FOLSOM, CA – Commercial rooftop solar arrays and other small scale generation will find it easier to connect directly to local electricity grids. The California Independent System Operator Corporation (ISO) Board of Governors today voted to streamline the process for interconnecting distributed generation, which includes renewable projects.
The ISO will annually publish information showing quantities of potential distributed generation at various grid locations. The assessment will be used by load-serving entities, resource developers and local regulatory authorities in negotiating renewable energy contracts and developing projects.

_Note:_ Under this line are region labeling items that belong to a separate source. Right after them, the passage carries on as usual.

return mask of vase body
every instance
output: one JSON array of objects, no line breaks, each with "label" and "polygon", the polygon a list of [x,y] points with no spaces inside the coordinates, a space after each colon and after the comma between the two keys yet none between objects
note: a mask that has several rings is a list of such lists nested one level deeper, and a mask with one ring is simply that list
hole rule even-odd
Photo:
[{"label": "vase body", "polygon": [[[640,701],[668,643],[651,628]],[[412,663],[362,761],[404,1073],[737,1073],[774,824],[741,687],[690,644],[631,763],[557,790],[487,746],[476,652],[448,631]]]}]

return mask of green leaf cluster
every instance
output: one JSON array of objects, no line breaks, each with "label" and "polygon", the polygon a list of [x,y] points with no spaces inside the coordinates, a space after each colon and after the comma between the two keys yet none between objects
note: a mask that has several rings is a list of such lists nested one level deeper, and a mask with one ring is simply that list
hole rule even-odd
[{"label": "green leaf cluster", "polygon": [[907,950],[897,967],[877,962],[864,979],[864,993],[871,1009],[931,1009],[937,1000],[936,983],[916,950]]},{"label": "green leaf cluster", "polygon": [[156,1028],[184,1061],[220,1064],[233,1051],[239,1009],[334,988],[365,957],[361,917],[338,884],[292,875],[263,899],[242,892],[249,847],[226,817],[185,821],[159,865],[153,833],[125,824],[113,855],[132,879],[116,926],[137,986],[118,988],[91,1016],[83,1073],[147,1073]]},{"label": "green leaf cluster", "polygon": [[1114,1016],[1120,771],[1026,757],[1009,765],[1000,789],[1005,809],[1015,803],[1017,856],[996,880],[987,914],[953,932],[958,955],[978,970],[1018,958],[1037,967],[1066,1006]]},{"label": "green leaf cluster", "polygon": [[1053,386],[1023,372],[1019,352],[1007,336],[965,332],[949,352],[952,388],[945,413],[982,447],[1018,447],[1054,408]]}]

“The new approach will align ISO policy with the state’s goal to accelerate distributed generation – smaller scale resources connected to utility distribution systems and located close to customers,” said ISO Board Chair Bob Foster. “This results in a diversified power mix, a key element of transitioning to a greener and more sustainable electricity future.”
The benefit of the new interconnection process is that distributed generation will obtain deliverability status in about half the time as the current process. Achieving “deliverability” qualifies projects as eligible for being counted toward the resource adequacy requirements of utilities and other load serving entities. Currently, it can take about two years to obtain deliverability status at the wholesale level because of the in-depth engineering analysis and customer consultation performed as part of the interconnection process.
“Distributed generation projects tend to be smaller and more numerous than power plant projects that connect directly to the ISO grid,” said VP, Market and Infrastructure Development Keith Casey, PhD. “We challenged ourselves to find a new and innovative way to help these projects meet a faster timetable for establishing deliverability and negotiating contracts with utilities and other load-serving entities.”
The Board approval today will enable the ISO to file tariff changes with the Federal Energy Regulatory Commission (FERC) so that the streamlined process can be integrated into the ISO’s 2012/2013 transmission planning cycle. With a timely FERC approval, the ISO will perform the first distributed generation deliverability assessment in November, publish the first results in February 2013, and conduct the first allocation of available deliverability shortly afterward.